Part of 2. Questions to the Minister for Education – in the Senedd at 2:43 pm on 21 October 2020.
Well, Minister, the news has been full of the negotiation between the Prime Minister and city region mayors, and the different deals on whether gyms, for example, should be kept open. But when the Welsh Local Government Association leaders speak as one, with one voice, on something as important as our schools, it seems that Welsh Government is perfectly content to instruct and not to listen. And I hope that the implication isn't that those leaders haven't given due consideration to the technical advice group advice, and I hope that some of the accusations levelled at Welsh Conservatives yesterday, simply for taking a different view from Welsh Government, don't attach to those leaders for also having a different view.

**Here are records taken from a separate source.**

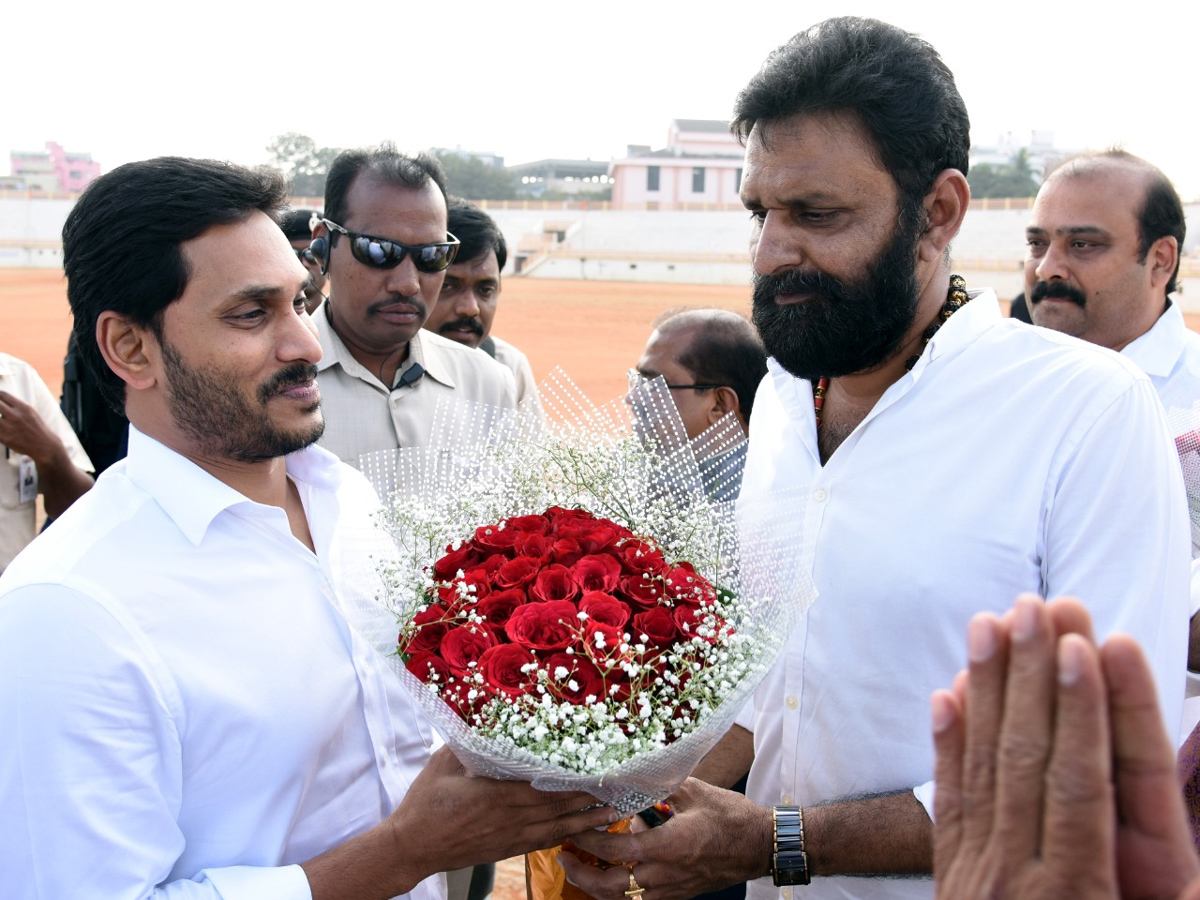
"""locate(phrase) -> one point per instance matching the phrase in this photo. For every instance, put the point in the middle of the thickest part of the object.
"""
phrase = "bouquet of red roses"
(576, 607)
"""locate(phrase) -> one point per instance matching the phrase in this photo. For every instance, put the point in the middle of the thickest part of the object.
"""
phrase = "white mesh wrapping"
(629, 461)
(1185, 427)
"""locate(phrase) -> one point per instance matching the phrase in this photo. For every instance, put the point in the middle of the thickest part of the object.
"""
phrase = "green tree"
(1012, 179)
(304, 163)
(474, 179)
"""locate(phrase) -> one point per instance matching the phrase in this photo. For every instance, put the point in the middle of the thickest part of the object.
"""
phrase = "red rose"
(605, 609)
(567, 551)
(502, 666)
(641, 591)
(687, 587)
(465, 645)
(544, 627)
(528, 525)
(574, 678)
(538, 546)
(658, 625)
(555, 582)
(456, 561)
(498, 606)
(636, 557)
(429, 666)
(598, 571)
(496, 539)
(431, 627)
(516, 573)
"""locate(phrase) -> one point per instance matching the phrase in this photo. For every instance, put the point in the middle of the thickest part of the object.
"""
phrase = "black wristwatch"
(789, 863)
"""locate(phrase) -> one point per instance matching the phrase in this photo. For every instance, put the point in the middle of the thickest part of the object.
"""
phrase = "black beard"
(840, 328)
(1042, 289)
(211, 408)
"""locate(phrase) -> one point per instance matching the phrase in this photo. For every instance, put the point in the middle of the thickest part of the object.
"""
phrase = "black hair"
(295, 223)
(384, 162)
(724, 348)
(477, 232)
(894, 83)
(123, 241)
(1161, 214)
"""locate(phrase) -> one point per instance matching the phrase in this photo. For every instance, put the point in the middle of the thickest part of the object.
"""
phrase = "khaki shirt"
(18, 521)
(363, 415)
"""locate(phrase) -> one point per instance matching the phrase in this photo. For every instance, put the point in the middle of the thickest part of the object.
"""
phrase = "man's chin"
(471, 339)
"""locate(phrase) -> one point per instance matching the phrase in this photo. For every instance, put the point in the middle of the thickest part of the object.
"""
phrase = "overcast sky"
(531, 79)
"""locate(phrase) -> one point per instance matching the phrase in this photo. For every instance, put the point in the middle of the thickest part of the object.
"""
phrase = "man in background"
(384, 244)
(297, 225)
(469, 295)
(41, 456)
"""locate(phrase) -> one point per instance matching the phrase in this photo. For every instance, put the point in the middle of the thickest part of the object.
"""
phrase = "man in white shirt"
(385, 246)
(1104, 243)
(42, 455)
(469, 294)
(935, 489)
(186, 708)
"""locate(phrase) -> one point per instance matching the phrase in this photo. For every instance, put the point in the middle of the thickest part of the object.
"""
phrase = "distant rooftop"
(702, 125)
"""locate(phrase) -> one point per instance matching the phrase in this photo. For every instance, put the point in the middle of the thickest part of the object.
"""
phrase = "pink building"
(700, 168)
(54, 169)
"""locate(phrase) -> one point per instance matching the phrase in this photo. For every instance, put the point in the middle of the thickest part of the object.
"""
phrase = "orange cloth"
(545, 879)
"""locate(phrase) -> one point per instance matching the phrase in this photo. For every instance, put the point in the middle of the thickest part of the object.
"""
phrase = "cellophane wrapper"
(629, 461)
(1185, 426)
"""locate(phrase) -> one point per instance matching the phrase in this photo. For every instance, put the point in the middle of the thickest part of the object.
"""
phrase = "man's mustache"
(288, 377)
(463, 323)
(1057, 289)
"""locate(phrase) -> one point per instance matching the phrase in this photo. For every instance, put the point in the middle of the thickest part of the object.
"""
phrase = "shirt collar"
(423, 349)
(1157, 351)
(193, 498)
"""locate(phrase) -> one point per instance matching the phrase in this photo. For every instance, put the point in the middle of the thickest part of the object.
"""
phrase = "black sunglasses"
(384, 253)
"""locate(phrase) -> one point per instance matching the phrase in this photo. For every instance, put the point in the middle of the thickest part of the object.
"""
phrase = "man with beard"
(385, 247)
(186, 708)
(936, 489)
(472, 291)
(1104, 244)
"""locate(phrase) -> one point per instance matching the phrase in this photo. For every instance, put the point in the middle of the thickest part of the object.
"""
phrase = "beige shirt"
(18, 521)
(522, 372)
(363, 415)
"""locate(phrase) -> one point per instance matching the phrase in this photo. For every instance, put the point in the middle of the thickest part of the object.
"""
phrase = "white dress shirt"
(186, 711)
(1170, 354)
(1008, 460)
(18, 515)
(364, 417)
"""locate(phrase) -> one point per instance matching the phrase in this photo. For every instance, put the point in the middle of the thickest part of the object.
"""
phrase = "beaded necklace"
(955, 299)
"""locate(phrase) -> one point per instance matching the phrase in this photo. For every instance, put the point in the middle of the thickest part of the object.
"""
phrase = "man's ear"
(945, 205)
(1163, 257)
(130, 351)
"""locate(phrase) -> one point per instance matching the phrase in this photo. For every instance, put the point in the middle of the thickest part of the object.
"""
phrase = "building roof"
(702, 125)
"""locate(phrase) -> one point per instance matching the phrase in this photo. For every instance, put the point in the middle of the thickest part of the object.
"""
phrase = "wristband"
(789, 863)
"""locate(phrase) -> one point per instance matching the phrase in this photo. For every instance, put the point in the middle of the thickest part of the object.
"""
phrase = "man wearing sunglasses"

Minister, we all know what the children's commissioner has had to say about further reducing children and young people's access to an experience of education that they have a right to expect, with particularly serious consequences for poorer children and those in care. The age of those children isn't necessarily the determinant of how well they can learn at home. We know what some parents and young people are saying about the quality of some of the blended learning, and the work that they get sent home, and the existence of Google classrooms doesn't necessarily mean anyone attending is learning what they need do. We also know that secondary schools are now geared up to teach mainly in school, not to find out from leaked letters that expectations are going to change without any decent lead-in time. What we don't know, with all this chopping and changing, is how Welsh Government is supporting the rapidly deteriorating mental health of our teachers and lecturers. Can you tell us, please?